In the end, after all: Suicide by Edouard Levé

                "Suicide calculated in advance, I thought, no spontaneous act of desperation"

The secret of this calculation and the auratic horror of the act sets narrative in motion, in the mind and on the page.
One Saturday in the month of August, you leave your home wearing your tennis gear, accompanied by your wife. In the middle of the garden you point out to her that you've forgotten your racket in the house. You go back to look for it, but instead of making your way toward the cupboard in the entryway where you normally keep it, you head down into the basement.
Eduoard Levé's Suicide begins with a description of the subject's act, unforgettable for its nonchalance, and continues with evidence of what may or may not be its calculation: the subject's taste for the unknown, for taking the elevator up but never down, for dead authors still in print, for reading a dictionary like a novel, for collecting unusual names.
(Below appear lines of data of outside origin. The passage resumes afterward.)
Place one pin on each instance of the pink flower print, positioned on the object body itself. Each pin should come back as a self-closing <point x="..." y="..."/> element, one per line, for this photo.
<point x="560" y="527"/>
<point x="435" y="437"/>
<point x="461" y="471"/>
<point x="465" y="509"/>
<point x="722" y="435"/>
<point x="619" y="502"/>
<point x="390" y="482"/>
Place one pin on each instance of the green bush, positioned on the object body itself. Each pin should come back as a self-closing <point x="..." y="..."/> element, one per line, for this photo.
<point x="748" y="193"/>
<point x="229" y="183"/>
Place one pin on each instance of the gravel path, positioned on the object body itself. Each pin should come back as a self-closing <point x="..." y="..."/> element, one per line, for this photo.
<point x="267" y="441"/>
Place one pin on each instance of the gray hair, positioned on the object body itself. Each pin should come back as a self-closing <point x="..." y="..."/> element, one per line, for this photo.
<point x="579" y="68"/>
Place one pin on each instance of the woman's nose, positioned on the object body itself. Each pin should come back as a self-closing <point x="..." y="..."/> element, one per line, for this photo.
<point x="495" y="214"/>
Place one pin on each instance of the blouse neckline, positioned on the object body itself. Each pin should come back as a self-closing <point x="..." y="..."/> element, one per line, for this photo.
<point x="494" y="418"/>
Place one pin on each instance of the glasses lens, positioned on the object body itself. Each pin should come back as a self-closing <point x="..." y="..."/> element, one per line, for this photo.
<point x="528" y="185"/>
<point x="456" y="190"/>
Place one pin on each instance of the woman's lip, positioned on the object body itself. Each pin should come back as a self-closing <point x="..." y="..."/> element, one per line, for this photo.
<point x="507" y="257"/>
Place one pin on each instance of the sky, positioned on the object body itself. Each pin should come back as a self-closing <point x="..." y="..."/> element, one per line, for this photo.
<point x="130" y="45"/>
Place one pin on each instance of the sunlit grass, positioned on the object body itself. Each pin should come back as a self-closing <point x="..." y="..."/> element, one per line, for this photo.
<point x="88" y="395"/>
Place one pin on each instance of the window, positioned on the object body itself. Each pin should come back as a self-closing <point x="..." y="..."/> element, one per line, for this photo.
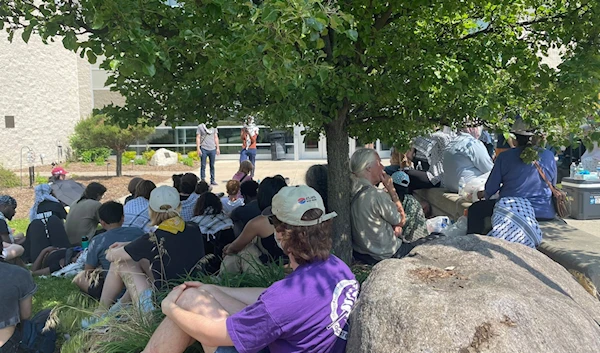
<point x="9" y="121"/>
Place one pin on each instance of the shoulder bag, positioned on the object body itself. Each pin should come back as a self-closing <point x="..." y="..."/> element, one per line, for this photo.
<point x="559" y="197"/>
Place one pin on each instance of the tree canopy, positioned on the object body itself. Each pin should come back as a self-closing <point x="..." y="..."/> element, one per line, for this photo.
<point x="388" y="70"/>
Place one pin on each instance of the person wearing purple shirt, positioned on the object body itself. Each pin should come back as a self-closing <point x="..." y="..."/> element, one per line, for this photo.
<point x="305" y="312"/>
<point x="515" y="178"/>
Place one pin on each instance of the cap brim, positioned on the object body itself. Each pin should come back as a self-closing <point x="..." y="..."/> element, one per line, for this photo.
<point x="267" y="212"/>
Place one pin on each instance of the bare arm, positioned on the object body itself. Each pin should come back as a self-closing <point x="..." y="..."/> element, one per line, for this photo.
<point x="25" y="307"/>
<point x="256" y="227"/>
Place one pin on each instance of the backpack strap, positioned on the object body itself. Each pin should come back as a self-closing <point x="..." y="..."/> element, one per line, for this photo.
<point x="363" y="189"/>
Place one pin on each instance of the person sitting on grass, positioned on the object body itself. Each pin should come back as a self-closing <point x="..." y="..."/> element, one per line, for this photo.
<point x="131" y="188"/>
<point x="171" y="251"/>
<point x="16" y="298"/>
<point x="188" y="196"/>
<point x="82" y="220"/>
<point x="46" y="205"/>
<point x="243" y="214"/>
<point x="136" y="210"/>
<point x="8" y="209"/>
<point x="111" y="217"/>
<point x="52" y="259"/>
<point x="232" y="200"/>
<point x="322" y="292"/>
<point x="243" y="254"/>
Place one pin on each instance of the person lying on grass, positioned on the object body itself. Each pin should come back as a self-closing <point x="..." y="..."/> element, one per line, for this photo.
<point x="305" y="312"/>
<point x="171" y="251"/>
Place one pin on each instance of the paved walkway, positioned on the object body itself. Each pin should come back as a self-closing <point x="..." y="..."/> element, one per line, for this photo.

During the week you sometimes thought it was Sunday. You didn't like to travel. You rarely went abroad. You would spend your time in your bedroom. It seemed useless to you to travel for miles in order to stay in a place less comfortable than your own. To think up imaginary holidays was enough for you. [trans. Jan Steyn]
Such apparently random facts occurring to the narrator begin to cohere into a story, and, in the end, after 118 pages, a book.